Tuesday, April 23, 2024

Caleb Williams vs. history

 The NFL Draft in Detroit is two days away, and you know what that means, Blobophile(s). 

"More lame jokes about Mel Kiper's bulletproof hair?" you're saying.

Nah, that's such a tired schtick it laid down in the middle of the road during rush hour and fell sound asleep.

"More ridiculing NFL general managers for the way they over-analyze everything?"

Nah, there's only so many way you can make fun of draft analysts obsessing over "tight skin", "burst" and "waist-benders."

"How the Bears will manage to screw up Caleb Williams, since it's almost certain they'll take him with the No. 1 pick?" 

Ah. Now you're getting warmer.

Now you're coming right down the street of a guy who grew up watching Jack Concannon throw the football into Lake Michigan and Bobby Douglass decapitate receivers with 110-mph swing passes, and learned early on how to tell  the difference between Peter Tom Willis and Slo-Mo Bob Avellini. (Hint: There was no difference).

So let me voice a healthy amount of skepticism that Caleb Williams, who has been pronounced to be All That by the people who look for tight skin in a player, will actually be All That.

I think he's got skills. I think he throws a good ball from a variety of stances and even non-stances. But is he that much better than Jayden Daniels or Drake Maye or Michael Penix or anyone else who won't be getting drafted by the Bears?

I don't think so. And not because of arm strength or eye-hand coordination or the hypotenuse of the cerebral cortex divided by the patellar tendon times the Heimlich maneuver squared or some such business.

It's because it's almost the Bears will take him with the No. 1 pick.

Every team has its own identity, and the Bears' identity, for as far back as most of us can remember, is that they never have a Dan Marino calling signals for them. Or a Johnny Unitas or Joe Montana or Tom Brady or Peyton Manning, for that matter.

Chicago is where quarterbacks go to die, in other words, or at least where they go to contract raging cases of Interception-itis. It's where Concannon and Douglass and Slo-Mo Bob and Peter Tom Willis go to hear "Dis guy sucks!" from the perpetually suffering Bears fan base. It's where Jim McMahon won a Super Bowl handing off to Walter Payton, throwing the occasional bomb to Willie Gault and watching the Bears defense vacuum-pack opponents.

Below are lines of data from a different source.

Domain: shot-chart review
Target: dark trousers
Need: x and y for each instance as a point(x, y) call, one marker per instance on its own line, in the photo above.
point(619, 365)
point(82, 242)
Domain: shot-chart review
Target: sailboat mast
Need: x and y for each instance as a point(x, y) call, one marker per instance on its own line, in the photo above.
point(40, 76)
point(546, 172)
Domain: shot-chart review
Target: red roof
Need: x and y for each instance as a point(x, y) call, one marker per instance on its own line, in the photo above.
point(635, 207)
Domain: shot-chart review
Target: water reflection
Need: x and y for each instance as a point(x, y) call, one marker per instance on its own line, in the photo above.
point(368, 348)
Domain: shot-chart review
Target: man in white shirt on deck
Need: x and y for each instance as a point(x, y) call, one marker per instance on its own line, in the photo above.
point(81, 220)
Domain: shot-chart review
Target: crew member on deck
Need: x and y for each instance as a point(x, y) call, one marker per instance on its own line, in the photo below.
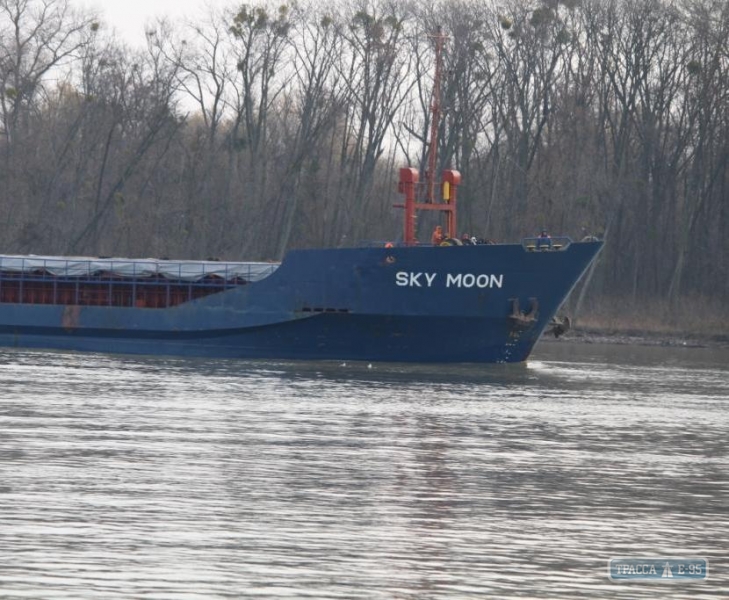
point(437, 237)
point(544, 242)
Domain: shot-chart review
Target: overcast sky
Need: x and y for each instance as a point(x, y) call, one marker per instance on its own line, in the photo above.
point(129, 17)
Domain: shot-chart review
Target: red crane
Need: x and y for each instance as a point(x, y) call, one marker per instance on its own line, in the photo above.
point(450, 179)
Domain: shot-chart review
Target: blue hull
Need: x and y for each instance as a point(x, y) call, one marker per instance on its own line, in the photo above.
point(418, 304)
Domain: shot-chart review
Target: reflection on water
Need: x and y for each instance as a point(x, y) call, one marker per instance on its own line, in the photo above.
point(166, 478)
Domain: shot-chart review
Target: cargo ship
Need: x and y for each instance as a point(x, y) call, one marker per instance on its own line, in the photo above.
point(391, 302)
point(404, 300)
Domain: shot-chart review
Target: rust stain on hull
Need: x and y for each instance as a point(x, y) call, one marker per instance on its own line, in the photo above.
point(69, 320)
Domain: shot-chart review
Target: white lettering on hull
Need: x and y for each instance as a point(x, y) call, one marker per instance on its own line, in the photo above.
point(451, 280)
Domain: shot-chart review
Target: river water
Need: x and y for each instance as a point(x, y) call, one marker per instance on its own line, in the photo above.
point(127, 477)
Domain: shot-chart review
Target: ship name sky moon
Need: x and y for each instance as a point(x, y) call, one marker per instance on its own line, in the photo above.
point(459, 280)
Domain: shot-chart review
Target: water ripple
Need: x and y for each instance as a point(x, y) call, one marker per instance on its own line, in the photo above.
point(165, 478)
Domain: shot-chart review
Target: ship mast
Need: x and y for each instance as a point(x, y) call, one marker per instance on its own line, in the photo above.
point(439, 39)
point(450, 179)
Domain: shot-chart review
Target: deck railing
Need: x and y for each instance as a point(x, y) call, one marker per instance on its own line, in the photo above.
point(110, 282)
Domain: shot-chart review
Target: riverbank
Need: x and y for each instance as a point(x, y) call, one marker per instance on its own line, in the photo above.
point(590, 335)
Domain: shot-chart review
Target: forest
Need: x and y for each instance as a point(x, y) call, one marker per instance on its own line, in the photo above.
point(266, 126)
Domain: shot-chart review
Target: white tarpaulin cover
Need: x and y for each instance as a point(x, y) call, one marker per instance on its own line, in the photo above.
point(79, 266)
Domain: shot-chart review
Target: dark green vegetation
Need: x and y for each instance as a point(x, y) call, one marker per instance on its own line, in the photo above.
point(267, 127)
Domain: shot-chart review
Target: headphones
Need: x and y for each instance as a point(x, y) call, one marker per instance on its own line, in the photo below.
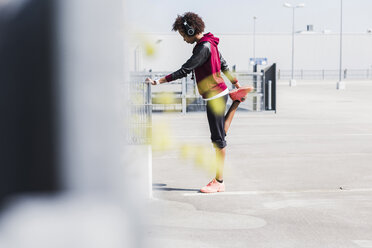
point(190, 31)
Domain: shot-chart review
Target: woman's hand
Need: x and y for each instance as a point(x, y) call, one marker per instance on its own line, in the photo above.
point(153, 82)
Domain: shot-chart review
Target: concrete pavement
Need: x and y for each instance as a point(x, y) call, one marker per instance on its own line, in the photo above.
point(298, 178)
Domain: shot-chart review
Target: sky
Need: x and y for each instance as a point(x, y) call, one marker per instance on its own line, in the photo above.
point(236, 16)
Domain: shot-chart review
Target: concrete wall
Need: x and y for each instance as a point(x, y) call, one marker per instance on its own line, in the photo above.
point(312, 51)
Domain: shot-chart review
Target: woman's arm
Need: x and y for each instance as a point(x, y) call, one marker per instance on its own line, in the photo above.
point(226, 71)
point(201, 54)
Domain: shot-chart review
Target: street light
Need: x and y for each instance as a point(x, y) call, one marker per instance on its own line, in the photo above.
point(292, 82)
point(254, 38)
point(340, 83)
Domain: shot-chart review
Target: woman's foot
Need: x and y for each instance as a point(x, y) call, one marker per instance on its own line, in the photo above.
point(213, 187)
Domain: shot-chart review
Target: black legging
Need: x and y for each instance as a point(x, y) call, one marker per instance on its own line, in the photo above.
point(217, 123)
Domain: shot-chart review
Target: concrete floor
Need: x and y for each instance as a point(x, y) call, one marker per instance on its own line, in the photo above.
point(299, 178)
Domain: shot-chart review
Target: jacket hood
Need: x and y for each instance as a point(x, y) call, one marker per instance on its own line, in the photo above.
point(211, 38)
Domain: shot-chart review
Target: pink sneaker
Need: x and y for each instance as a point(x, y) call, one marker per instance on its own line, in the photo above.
point(213, 187)
point(241, 93)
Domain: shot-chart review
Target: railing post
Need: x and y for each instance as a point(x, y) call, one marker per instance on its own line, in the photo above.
point(183, 96)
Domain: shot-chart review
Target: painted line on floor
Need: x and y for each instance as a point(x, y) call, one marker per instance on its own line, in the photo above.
point(279, 192)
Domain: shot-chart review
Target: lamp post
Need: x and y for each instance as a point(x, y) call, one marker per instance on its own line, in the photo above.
point(254, 37)
point(340, 83)
point(292, 82)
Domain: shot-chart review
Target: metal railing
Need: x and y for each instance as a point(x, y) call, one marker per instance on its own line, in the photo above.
point(185, 95)
point(139, 119)
point(358, 74)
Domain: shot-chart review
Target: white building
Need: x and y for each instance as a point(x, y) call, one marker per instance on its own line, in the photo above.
point(313, 51)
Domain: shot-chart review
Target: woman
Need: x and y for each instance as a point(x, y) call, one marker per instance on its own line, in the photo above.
point(207, 63)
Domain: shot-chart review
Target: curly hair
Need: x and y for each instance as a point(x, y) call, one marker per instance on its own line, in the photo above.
point(192, 19)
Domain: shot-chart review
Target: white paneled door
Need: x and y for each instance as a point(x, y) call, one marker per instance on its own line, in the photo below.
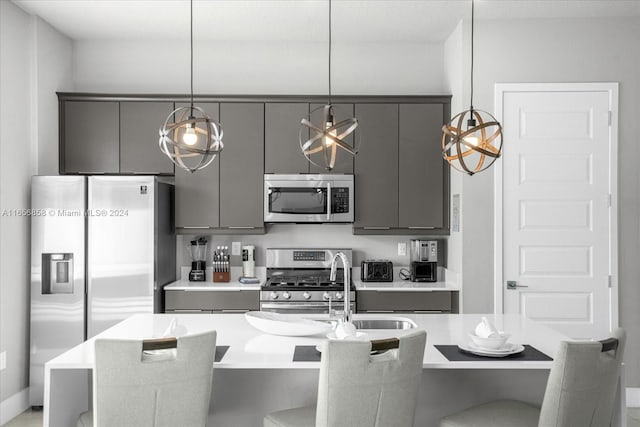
point(557, 207)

Chicago is where McMahon  could complete a titch over half  his passes and throw almost as many picks as touchdowns and still win a ring.

It's where the only other time the Bears made the playoffs, Rex Grossman (or as he is colloquially known in  the greater Chicagoland area, "F****** Rex Grossman") was their quarterback.

That's some heavy history Caleb Williams will be swimming against, in other words. So if he indeed does become Patrick Mahomes 2.0, it will be a greater miracle than an open lane on the Dan Ryan at rush hour.

The Bears, to their credit, have done what they could to give the kid some weapons. They got De'Andre Swift from the Lions to beef up their running game, and Keenan Allen from the Chargers to pair with D.J. Moore. And they got Gerald Everett from the Chargers to deepen a tight room led by the dependable Cole Kmet.

And yet ... they're the Bears.

Who will almost certainly take Caleb Williams just three years after taking Justin Fields, figuring he was their quarterback of the future. And who Bears-ed that one up, right on cue.

Fields, see, turned out not to be the Man but just one more quintessential Bears Quarterback, although the Blob remains unconvinced he wouldn't eventually have become more than good enough to take them where they want to go. Now it's Williams' turn to try to break a particularly stubborn mold.

Natural-born pessimist and longtime Bears observer that I am, I wish him luck. Because God knows he'll need it.